Any advice on what approach / how to go about this? Also how would you validate the suggested approach.

Really appreciate any practical guidance here.
 

hlsmith

Omega Contributor
#2
What do you plan to do with the results??

If you just want a program to do everything for you, randomforestSRC in R seems like an option. You might want to hold out a random sample to validate it on. Not familiar with a stepwise lasso but that may be a better approach for you.
 
#3
Basically the goal is to predict risk of death after an intervention.

Thank you to the pointer to the package. I'll check it out. basically sounds like you are recommending random forest modeling.

Thanks again. Any other ideas appreciated.
 

hlsmith

Omega Contributor
#4
Well, I was also trying to lay some undertones on my dislike for automated approaches. They do not take into account actual knowledge of the data context (e.g., example dichotomizing age as an original continuous predict and losing info) and they run the risk of over fitting data. If you only have about 40 real predictors, it may be worth it to spend a day or two doing this based on a traditional survival model approach as well.


My hesitation comes back to how results may actually be utilized in the future.
 
#5
Well, I was also trying to lay some undertones on my dislike for automated approaches. They do not take into account actual knowledge of the data context (e.g., example dichotomizing age as an original continuous predict and losing info) and they run the risk of over fitting data. If you only have about 40 real predictors, it may be worth it to spend a day or two doing this based on a traditional survival model approach as well.

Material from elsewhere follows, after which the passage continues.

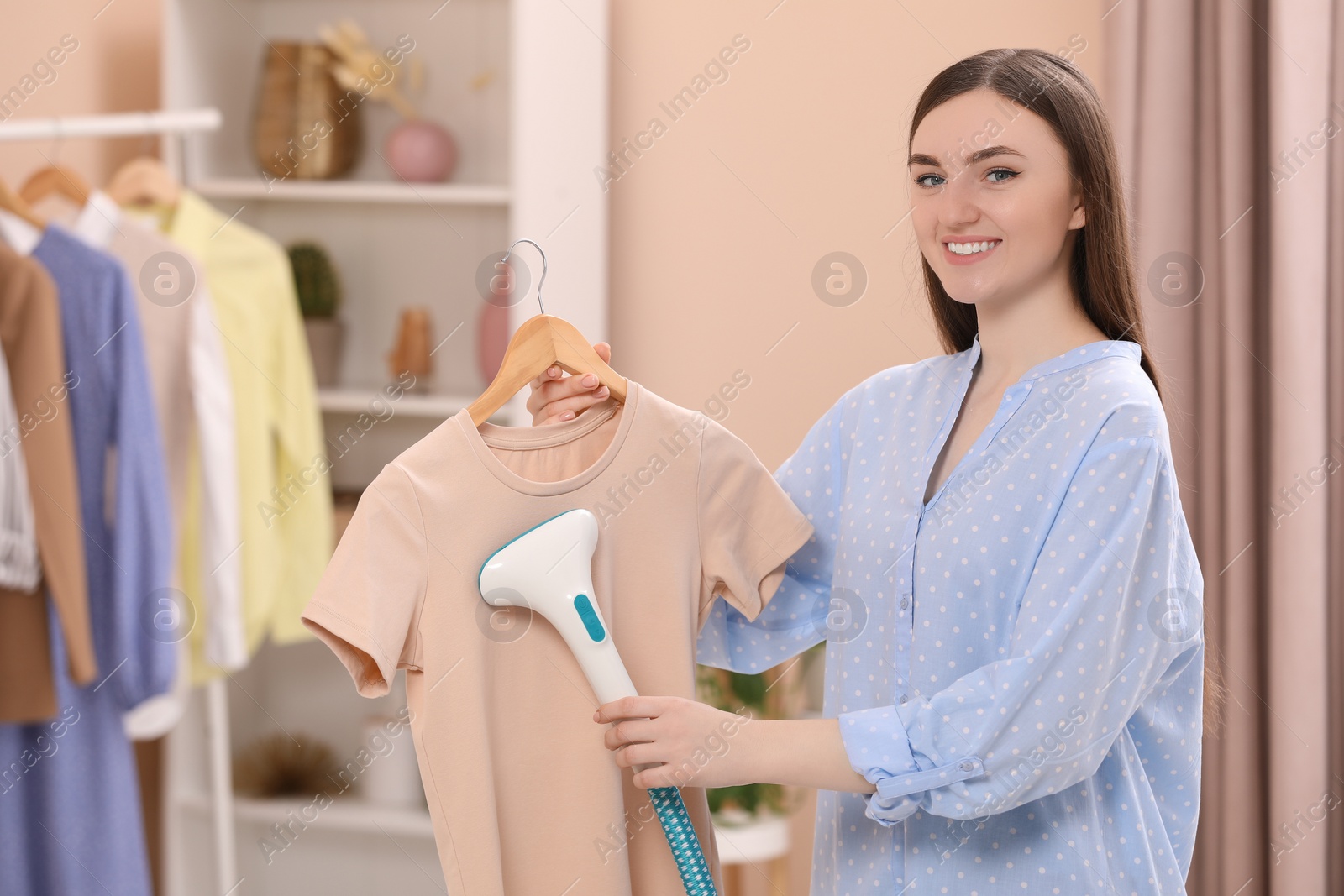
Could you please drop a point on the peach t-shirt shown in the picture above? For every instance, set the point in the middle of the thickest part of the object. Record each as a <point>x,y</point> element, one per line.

My hesitation comes back to how results may actually be utilized in the future.
Agree automatic methods can certainly be problematic, however this seems to be a reasonable problem for this. Consideration here is a no one will use a risk algorithm that requires 40 variables, it just isn't practical. So a parsimonious model really has some value from a practical standpoint.

So after quite a bit of research, I think Bayesian model averaging (https://cran.r-project.org/web/packages/BMA/BMA.pdf) may be the best here. It seems also to select the same variables as LASSO from what I read online .

Thanks again ... may try random forest modeling but I don't have a ton of experience there but certainly is cool.
 

hlsmith

Omega Contributor
#6
So you found a BMA model for survival? What program and what does it compare based on, accuracy?

Thanks for the update!